The two boys hurried towards the boat. As they went, Walter whispered, “Are you going to tell about that package?”
“I think so. Not to Laroque, but to the Chief Trader at Fort Douglas.”
When Murray stepped into the boat, he stooped to examine his bundle. Would he discover that it had been opened? It was an anxious moment for Louis and Walter, but the steersman took his place without even looking in their direction. Walter would not have thought of opening Murray’s package. But the Canadian boy’s upbringing had been different.
The banks bordering the rapids were gravelly, the growth thinner and smaller. Then came lower, muddy shores, and Walter got his first glimpse of the prairie. On the west side, only a few trees and bushes edged the river. The country beyond stretched away flat and open, but it was not the fertile, green land the Swiss boy had heard about. The plain was yellow-gray, desolate and dead looking. In one place a wide stretch was burned black. Could this be the rich and beautiful land Captain Mai had described?

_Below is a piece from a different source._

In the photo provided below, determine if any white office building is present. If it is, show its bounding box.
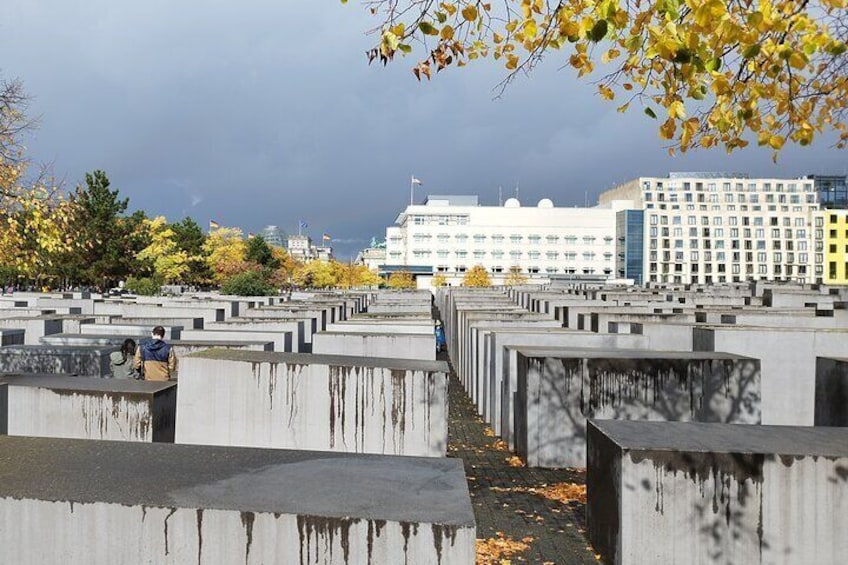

Walter’s disappointment was too deep for expression. All he said was, “I thought the prairie would be like our meadows at home. It doesn’t look as if anything could grow here.”
“Oh, things grow very fast, once the ground is broken,” Louis assured him. “Wheat, barley and oats, peas and potatoes, everything that is planted. And the prairie grass is fine pasture. The buffalo eat nothing else. It is as I feared though. The grasshoppers have taken everything. But the grass will grow again. It is coming now. Look at that low place. It is all green. Wait until spring and then you will see. The prairie is beautiful then, the fresh, new grass, and flowers everywhere.”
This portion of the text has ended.